Le premier, c’est l’influence d’entreprises privées sur la décision publique. Dans leurs méthodes de travail, les consultants ont l’habitude de la discrétion. Ainsi, comme lorsqu’ils conseillent les entreprises, ils travaillent en équipe intégrée dans les ministères. Les agents de McKinsey, sollicités pour la gestion de la crise sanitaire dont on a pu constater les graves manquements, ont par exemple rédigé des notes administratives sous le sceau de l’État. Certains disposaient même d’une adresse électronique du ministère. Impossible, dès lors, de distinguer entre le travail de l’État et celui d’une entreprise privée. Qui sait jusqu’où cette méthode a pu permettre à des acteurs privés d’influencer les décisions publiques ? Ces pratiques sont juridiquement peu encadrées et offrent bien des possibles en termes de conflits d’intérêts. C’est une atteinte à la souveraineté de l’État, surtout quand les entreprises sont étrangères.
Le second, c’est la sous-traitance de la décision publique, dans une vision mercantile de la politique. Cette vision est une destruction de plus à l’actif d’Emmanuel Macron qui, non content d’adapter la France à la mondialisation, la dissout. Il y a une continuité criante entre la réforme de la haute fonction publique voulue par Macron, qui entraîne la disparition des grands corps (corps des préfets, corps diplomatiques, suppression de l’ENA...), et la gestion managériale d’un pays comme la France. L’innovation devient néfaste quand elle est toujours opposée et préférée à la tradition. Le savoir-faire de la fonction publique, l’excellence des grands corps de l’État sont considérés comme dépassés dans un monde désincarné axé sur la performance. Il y a là un écho finalement logique à la phrase de Macron affirmant qu’« il n’y a pas de culture française ». Il y a pourtant bien une culture d’excellence de l’administration française qu’Emmanuel Macron détruit sans vergogne. Sa vision de la société acte la disparition du politique et renforce le sentiment d’un népotisme presque assumé. Ce nouveau monde que l’on nous avait vendu comme plus heureux (comme souvent avec le progrès) ne fait que professionnaliser et technocratiser des tares anciennes.

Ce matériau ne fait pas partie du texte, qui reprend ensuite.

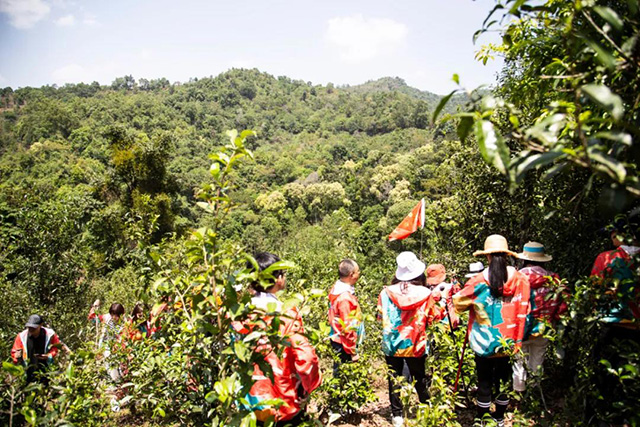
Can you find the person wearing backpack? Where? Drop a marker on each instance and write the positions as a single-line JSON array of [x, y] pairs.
[[498, 302], [345, 316], [406, 308], [295, 365]]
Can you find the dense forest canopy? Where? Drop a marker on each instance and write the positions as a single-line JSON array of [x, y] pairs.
[[105, 190]]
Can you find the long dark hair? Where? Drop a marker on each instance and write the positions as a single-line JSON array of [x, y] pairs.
[[498, 273], [421, 280]]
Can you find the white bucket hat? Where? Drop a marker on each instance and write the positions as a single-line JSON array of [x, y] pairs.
[[474, 269], [409, 266], [495, 244], [534, 251]]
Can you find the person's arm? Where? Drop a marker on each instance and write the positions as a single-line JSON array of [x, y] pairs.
[[305, 362], [17, 350], [523, 310], [54, 347], [92, 312], [463, 300], [348, 310]]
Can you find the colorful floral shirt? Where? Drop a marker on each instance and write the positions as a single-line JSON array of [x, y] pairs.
[[619, 265], [345, 317], [544, 308], [406, 311], [494, 320], [296, 372]]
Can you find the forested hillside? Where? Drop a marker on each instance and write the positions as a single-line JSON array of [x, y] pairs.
[[107, 192]]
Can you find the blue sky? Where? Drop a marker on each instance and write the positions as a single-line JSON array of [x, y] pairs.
[[344, 42]]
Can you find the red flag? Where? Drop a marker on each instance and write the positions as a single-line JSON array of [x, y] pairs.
[[410, 224]]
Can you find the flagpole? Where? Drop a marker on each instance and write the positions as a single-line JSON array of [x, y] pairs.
[[422, 219]]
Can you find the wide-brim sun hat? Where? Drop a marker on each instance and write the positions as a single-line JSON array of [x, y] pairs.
[[409, 266], [475, 268], [495, 244], [34, 321], [534, 251], [436, 273]]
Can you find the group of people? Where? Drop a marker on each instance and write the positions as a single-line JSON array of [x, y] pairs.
[[509, 310], [509, 313]]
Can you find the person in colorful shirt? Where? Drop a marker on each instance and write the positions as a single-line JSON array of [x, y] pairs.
[[498, 301], [546, 309], [618, 271], [406, 308], [345, 316], [111, 325], [35, 347], [620, 265], [296, 372]]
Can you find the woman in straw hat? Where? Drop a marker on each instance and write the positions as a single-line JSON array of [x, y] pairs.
[[498, 300], [545, 310], [406, 308]]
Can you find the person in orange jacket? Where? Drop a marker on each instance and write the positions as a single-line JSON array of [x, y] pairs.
[[35, 347], [296, 372], [345, 316]]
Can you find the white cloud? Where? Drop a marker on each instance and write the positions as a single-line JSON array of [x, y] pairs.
[[360, 39], [242, 63], [72, 73], [90, 20], [66, 21], [24, 14]]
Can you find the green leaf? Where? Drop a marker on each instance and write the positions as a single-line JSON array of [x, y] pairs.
[[241, 351], [232, 134], [608, 100], [29, 416], [333, 418], [15, 370], [536, 160], [464, 127], [610, 16], [492, 146], [71, 372], [603, 55], [443, 102], [247, 133], [280, 265], [621, 137], [214, 170], [614, 168], [206, 206], [211, 397]]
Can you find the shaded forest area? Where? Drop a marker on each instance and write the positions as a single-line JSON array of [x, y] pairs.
[[107, 192]]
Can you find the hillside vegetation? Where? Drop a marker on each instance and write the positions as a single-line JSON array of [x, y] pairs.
[[134, 192]]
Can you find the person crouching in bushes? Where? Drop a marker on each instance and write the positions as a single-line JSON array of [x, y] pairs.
[[112, 325], [616, 273], [296, 371], [498, 300], [345, 316], [545, 310], [406, 308], [35, 347]]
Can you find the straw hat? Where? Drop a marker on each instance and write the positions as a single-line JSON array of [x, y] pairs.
[[495, 244], [436, 274], [534, 251], [409, 266], [474, 269]]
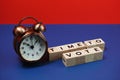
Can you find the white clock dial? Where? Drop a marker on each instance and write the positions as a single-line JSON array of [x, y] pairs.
[[32, 48]]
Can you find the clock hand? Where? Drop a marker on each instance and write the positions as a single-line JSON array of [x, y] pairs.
[[26, 44], [31, 38], [36, 41]]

Le cas particulier de McKinsey est éloquent et touche un sujet sensible, puisque ce cabinet a été chargé de la stratégie vaccinale. Ce cabinet est lié aux intérêts américains, le fils du président du Conseil constitutionnel Laurent Fabius en est le directeur associé et, après avoir touché plusieurs millions d’euros d’argent public, le cabinet ne paie pas d’impôts en France. Le dirigeant de McKinsey n’a d’ailleurs pas hésité à se parjurer à ce sujet devant la commission d’enquête du Sénat. Un audit de la Cour des comptes devra faire la lumière sur cette affaire. On aimerait, par ailleurs, que le parquet national financier, si prompt à se saisir de certaines affaires, fasse preuve de la même célérité pour celle-ci.
Plus largement, cette vision managériale de la France et de ses 1.500 ans d’Histoire est un aboutissement pratique du conflit entre un progressisme fou qui veut s’émanciper de tous les déterminismes d’un côté et un conservatisme patriote et un populisme national de l’autre, qui cherchent à transmettre la France à leurs enfants comme un héritage. L’administration des choses a remplacé le gouvernement des hommes. Le premier privilégie l’Avoir, le second s’intéresse à l’Être. Le premier se soucie du prix de la baguette, le second s’attache au goût du pain. Aux prochaines élections, c’est aussi ce choix qu’il faudra poser dans les urnes.